Capítulo 5 – A vazante

 A casa estava escura. Não de luz, mas de silêncio.

Rita passou o dia andando devagar entre os cômodos, como se já estivesse se despedindo com o olhar. Arrumou o quarto. Lavou a caneca preferida. Guardou as roupas limpas que tinham ficado no varal. Tudo com calma, como quem organiza por dentro o que também precisa deixar pra trás.

No fim da tarde, Guilherme chegou do trabalho com duas sacolas.

— Trouxe aquele suco que você gosta… E pensei que a gente podia pedir alguma coisa pra jantar.

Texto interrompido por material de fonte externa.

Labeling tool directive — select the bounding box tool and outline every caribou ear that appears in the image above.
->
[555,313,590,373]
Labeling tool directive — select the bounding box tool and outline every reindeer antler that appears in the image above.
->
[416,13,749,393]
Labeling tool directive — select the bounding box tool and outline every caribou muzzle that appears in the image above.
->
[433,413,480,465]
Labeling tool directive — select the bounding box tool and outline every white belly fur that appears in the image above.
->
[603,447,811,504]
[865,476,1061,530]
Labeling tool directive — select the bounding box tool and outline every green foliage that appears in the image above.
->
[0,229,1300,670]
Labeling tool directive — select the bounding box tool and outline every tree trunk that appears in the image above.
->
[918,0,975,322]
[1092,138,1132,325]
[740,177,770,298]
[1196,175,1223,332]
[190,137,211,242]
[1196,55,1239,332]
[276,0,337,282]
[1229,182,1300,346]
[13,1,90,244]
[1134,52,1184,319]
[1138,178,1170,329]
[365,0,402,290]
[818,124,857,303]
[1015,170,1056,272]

Ela não respondeu de imediato. Continuou dobrando as roupas na cama. Quando ergueu os olhos, sua voz saiu firme, mas baixa:

— Não tô com fome, Guilherme.

— Rita… a gente precisa conversar. Não pode continuar assim.

— Eu também acho. Só que tu nunca fala quando é tua mãe. Só fala quando sou eu que me cala.

Ele suspirou, se encostando no batente da porta.

— Você sabe que ela é difícil. Mas ela é minha mãe...

— E eu sou tua mulher — cortou Rita, sem levantar a voz. — Ou era. Não sei mais.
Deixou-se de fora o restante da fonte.